ShahriyarR / py-read-once

Read-once object implementation in Python

Geek Repo:Geek Repo

Github PK Tool:Github PK Tool

What is Read-Once object?

This concept is defined and explained in Secure by Design book.

It is also exposed in this link LiveBook.

The overall characteristics of Read-Once objects, grabbed from Book Review: Secure by Design

Read-once objects

A read-once object is an object designed to be read once (or a limited number of times). This object usually represents a value or concept in your domain that’s considered to be sensitive (for example, passport numbers, credit card numbers, or passwords). The main purpose of the read-once object is to facilitate detection of unintentional use of the data it encapsulates.
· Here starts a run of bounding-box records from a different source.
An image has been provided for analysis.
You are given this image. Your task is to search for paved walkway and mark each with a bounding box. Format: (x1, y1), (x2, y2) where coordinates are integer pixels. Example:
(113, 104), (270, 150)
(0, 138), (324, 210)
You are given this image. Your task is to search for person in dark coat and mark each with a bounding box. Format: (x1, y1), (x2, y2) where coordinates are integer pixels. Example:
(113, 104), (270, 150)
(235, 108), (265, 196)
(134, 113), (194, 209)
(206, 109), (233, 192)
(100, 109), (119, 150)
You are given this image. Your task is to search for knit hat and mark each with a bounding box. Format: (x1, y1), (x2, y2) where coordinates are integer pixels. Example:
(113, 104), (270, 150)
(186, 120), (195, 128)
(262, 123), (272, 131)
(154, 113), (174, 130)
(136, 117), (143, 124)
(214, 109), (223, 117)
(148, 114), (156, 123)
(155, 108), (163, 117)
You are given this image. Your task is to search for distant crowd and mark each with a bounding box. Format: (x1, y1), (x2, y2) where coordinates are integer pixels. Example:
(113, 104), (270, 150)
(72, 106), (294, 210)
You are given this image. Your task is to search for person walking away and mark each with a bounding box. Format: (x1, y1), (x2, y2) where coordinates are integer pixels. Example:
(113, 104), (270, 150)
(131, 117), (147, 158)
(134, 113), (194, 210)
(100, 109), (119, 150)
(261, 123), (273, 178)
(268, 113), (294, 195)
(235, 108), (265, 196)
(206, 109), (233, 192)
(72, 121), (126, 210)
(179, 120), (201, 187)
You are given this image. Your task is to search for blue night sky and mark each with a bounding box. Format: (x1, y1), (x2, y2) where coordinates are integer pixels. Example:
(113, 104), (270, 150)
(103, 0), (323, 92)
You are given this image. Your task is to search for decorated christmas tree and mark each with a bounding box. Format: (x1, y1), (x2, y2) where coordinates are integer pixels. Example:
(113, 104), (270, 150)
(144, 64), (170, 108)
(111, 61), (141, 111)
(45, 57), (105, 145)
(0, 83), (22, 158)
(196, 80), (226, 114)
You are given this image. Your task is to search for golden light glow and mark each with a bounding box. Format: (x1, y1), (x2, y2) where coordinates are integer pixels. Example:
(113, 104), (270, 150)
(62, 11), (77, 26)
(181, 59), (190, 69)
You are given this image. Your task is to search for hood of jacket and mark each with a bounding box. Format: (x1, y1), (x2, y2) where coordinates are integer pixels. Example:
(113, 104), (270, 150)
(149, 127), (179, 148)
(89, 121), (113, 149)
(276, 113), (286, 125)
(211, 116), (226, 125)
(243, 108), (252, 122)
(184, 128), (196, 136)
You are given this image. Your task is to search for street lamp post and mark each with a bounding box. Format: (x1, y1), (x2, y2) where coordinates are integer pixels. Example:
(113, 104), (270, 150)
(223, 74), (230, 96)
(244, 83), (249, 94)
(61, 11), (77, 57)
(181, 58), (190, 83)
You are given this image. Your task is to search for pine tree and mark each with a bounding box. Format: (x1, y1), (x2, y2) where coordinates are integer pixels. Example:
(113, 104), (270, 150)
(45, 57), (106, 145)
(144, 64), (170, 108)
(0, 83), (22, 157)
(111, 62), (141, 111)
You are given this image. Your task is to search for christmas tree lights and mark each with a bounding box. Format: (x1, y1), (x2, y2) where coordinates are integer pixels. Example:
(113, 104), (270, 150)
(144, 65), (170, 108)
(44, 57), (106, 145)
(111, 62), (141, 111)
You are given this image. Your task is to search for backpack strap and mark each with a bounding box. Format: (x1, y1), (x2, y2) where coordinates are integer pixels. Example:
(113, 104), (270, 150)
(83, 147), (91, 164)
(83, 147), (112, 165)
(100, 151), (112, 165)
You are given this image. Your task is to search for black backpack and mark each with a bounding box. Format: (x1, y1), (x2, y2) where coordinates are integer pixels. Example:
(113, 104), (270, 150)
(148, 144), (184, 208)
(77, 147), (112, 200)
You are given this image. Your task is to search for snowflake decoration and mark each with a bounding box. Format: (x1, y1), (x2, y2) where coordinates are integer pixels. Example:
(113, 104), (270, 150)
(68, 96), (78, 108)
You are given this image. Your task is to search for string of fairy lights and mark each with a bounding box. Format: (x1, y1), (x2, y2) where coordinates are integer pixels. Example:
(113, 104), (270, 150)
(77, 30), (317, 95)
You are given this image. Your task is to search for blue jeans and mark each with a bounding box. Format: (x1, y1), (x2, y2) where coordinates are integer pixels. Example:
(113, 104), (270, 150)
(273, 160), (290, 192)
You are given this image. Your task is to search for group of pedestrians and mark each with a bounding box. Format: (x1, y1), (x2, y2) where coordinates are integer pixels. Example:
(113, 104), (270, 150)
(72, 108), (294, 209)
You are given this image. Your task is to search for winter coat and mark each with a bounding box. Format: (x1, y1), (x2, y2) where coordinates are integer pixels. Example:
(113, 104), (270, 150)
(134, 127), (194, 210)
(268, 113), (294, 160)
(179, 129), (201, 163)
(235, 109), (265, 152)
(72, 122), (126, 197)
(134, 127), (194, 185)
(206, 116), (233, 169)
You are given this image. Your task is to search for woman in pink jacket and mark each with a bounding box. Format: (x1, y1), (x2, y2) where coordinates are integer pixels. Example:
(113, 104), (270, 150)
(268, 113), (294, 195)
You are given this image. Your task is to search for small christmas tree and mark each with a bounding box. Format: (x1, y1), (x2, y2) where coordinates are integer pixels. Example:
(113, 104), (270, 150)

Here’s a list of the key aspects of a read-once object:

    Its main purpose is to facilitate detection of unintentional use.
    It represents a sensitive value or concept.
    It’s often a domain primitive.
    Its value can be read once, and once only.
    It prevents serialization of sensitive data.
    It prevents sub-classing and extension.

About the Usage

Imagine that you need to pass a password it to some kind of service, which is going to Login your user. The Login service will only require this password only once, so why not to restrict it to be read, used only Once?

Install using pip:

pip install readonce

Then just inherit from the ReadOnce:

from readonce import ReadOnce


class Password(ReadOnce):
    def __init__(self, password: str) -> None:
        super().__init__()
        self.add_secret(password)

Here the password string is added as a secret. From our definition it can be read only once and only using get_secret(), no direct access to the secret.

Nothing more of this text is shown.